A. 「たたいてはいけない」と注意するだけでは、解決することは難しいでしょう。頭ごなしに「ダメ」というのではなく、「どうしてそんなことするのかな?」と、本人に考えさせることが大事です。暴力ではなく「言葉」で表現できるように、お子さんをサポートしてあげてください。園の先生にも相談して、当人同士だけでなくクラス全体で「こういうときはどうすればいい?」と考えてもらう時間を持つことも一つの手です。

 木々も色づき、少しずつ秋が深まってきましたね。子どもたちにとっては運動会や音楽会など、たくさんの行事を経験しながら大きく成長する時期です。

 今月は「いじめ」がテーマですが、これはとても繊細な問題だと思います。

 大前提としていじめには絶対反対ですし、皆さんもそう思っているのではないでしょうか。ただ、根深い問題が背景にある場合、いじめをしている子に「やってはいけない」と言うだけでは簡単に解決しないこともあります。例えば、「自分に自信がない」「誰かと一緒じゃないと自己表現できない」「自己顕示したい」「家庭に何かしら不安や問題があってストレスを発散したい」……などその子自身が抱えている問題と、「いじめをしてしまう」ことに関わりがあるためです。

 また、いじめは子どもだけの問題ではなく、周りの大人も「自分がどうありたいと思っているか」、そして「それを普段からどのように子どもに伝えているか」を問われているのではないかと思います。

「こういうときはどうすればいい?」 自分たちで考えさせる

 私が幼稚園の先生をしていた時にも、日々クラスの中でいろいろな問題が起こりました。でも、起きたことにその都度対処するだけでは、なかなか根本的な解決にならないのです。それぞれの子が持つ長所や価値観を個性としてきちんと受け止めたいと思う一方で、「クラス運営」という視点でどうありたいかを考えていかないと、クラスはきちんと機能しないのですよね。

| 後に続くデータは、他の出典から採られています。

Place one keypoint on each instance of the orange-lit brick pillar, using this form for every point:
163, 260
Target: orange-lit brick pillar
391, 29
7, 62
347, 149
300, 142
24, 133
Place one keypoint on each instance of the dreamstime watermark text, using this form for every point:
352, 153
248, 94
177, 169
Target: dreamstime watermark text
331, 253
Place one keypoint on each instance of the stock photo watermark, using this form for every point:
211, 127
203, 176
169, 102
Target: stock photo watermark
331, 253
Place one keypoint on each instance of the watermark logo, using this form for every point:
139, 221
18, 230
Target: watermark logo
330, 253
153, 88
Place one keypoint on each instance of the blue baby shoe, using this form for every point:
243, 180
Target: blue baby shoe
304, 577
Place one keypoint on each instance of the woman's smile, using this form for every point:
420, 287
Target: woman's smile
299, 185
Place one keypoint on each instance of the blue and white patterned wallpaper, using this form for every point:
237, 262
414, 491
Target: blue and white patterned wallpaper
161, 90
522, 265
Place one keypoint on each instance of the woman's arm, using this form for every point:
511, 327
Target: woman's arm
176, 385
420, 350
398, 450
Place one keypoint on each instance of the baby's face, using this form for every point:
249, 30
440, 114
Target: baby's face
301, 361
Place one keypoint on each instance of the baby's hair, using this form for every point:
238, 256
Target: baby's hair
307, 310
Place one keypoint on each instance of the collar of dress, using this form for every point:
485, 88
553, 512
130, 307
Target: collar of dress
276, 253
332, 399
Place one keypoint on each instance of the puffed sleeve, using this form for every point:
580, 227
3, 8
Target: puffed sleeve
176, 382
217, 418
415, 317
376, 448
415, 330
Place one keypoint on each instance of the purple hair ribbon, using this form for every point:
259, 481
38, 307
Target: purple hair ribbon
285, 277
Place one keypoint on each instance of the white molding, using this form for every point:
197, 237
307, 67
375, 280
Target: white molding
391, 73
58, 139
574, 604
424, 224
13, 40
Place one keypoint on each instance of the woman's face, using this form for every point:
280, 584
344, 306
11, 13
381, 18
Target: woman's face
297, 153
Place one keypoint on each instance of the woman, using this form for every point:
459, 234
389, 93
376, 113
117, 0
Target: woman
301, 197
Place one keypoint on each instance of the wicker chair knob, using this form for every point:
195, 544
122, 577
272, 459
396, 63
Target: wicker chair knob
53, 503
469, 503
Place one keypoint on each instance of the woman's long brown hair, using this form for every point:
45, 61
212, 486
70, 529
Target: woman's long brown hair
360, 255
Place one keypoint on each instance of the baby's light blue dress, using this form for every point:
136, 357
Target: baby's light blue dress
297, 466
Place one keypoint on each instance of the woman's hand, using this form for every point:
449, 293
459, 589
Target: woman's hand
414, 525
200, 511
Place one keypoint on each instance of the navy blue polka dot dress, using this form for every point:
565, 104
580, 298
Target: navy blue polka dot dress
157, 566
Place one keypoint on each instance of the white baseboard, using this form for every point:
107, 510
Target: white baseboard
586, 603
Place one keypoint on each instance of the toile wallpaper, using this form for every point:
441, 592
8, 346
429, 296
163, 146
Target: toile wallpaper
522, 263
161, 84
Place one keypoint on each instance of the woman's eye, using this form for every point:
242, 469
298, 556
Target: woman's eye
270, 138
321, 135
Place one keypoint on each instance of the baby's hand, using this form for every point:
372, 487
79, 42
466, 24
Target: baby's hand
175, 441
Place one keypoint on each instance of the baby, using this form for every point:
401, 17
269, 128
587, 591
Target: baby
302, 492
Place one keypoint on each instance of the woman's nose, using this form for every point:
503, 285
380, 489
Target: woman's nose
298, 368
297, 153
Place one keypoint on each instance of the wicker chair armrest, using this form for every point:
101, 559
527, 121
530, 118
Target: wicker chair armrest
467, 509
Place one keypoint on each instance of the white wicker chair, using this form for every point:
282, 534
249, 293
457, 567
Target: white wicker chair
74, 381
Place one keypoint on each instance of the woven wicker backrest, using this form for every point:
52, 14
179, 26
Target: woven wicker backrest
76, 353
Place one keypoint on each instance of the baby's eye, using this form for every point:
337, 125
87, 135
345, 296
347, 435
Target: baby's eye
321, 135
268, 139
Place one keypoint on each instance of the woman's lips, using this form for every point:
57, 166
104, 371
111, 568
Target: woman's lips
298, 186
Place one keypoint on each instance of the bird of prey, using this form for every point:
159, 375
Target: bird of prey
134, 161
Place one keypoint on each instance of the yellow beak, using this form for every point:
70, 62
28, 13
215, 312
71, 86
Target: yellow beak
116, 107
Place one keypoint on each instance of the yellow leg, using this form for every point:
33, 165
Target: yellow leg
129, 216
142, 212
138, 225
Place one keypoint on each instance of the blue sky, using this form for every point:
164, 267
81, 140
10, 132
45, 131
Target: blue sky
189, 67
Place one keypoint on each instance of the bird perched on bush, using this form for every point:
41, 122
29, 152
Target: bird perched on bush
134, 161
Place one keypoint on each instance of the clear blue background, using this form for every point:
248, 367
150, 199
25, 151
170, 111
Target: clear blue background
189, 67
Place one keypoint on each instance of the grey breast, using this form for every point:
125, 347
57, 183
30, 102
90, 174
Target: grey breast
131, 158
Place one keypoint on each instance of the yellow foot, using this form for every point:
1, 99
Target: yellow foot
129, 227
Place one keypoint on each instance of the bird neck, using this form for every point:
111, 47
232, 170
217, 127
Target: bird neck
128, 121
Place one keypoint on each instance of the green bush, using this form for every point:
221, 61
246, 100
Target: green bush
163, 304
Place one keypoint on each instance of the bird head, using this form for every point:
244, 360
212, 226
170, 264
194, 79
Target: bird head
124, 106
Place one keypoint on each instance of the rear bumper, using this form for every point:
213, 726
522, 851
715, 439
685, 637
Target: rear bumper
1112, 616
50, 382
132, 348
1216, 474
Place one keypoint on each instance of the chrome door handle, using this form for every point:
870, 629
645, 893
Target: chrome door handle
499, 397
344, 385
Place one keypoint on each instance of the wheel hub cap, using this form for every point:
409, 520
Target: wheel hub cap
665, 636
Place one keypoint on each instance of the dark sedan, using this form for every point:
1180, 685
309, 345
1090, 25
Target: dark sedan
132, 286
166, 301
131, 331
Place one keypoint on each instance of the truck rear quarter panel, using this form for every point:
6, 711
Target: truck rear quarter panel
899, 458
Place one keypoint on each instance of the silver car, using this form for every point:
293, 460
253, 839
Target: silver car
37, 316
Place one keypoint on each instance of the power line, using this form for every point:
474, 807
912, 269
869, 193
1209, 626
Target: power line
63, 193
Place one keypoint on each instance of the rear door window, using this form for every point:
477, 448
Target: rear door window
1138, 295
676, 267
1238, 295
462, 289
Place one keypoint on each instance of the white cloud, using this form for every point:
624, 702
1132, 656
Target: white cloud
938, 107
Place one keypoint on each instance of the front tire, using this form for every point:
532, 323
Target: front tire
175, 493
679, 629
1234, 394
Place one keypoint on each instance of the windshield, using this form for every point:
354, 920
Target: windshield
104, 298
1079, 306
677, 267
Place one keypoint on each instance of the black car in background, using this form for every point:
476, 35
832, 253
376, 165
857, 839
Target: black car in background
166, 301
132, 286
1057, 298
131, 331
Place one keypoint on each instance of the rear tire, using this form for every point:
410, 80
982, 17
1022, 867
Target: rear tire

 そこで年長さんの担任だった時、「クラスのことをみんなで考えよう」という時間を設けることにしました。クラスをどう良くしていくか、子どもたちと相談して解決するための時間です。

 その中で、クラスで大事にしたいことを担任からのメッセージとして具体的に伝えました。例えば「みんな仲良くしよう」といった漠然としたメッセージではなく、「お友達が一人でいたときには声をかけてほしいな」「寂しい人がいないか、周りをよく見てみよう」「誘ったときに『(仲間に入らなくても)いい』と言われたときは、無理に入れなくてもいいんだよ」というように。

 具体的にそう伝えた結果、仲間に入れず寂しそうなお友達がいる時には、みんなで声をかけ合うようになりました。その後は「先生がお願いしていたように、お友達に声をかけてくれるようになってうれしいな」とフィードバックすることで、子どもたちの中でそれが連鎖していくようになるのです。

 小学校低学年くらいまでは個性と個性のぶつかり合いですから、大人が全体を見てメッセージを発していくことが重要です。トラブルが起こった時だけ対応する「対症療法」ではなく、普段から「お友達同士でケンカになったら、周りはどうしたらいいんだろうね?」と一緒に考え、「困っているお友達を放っておいちゃいけないよ」と具体的に伝えることが大切です。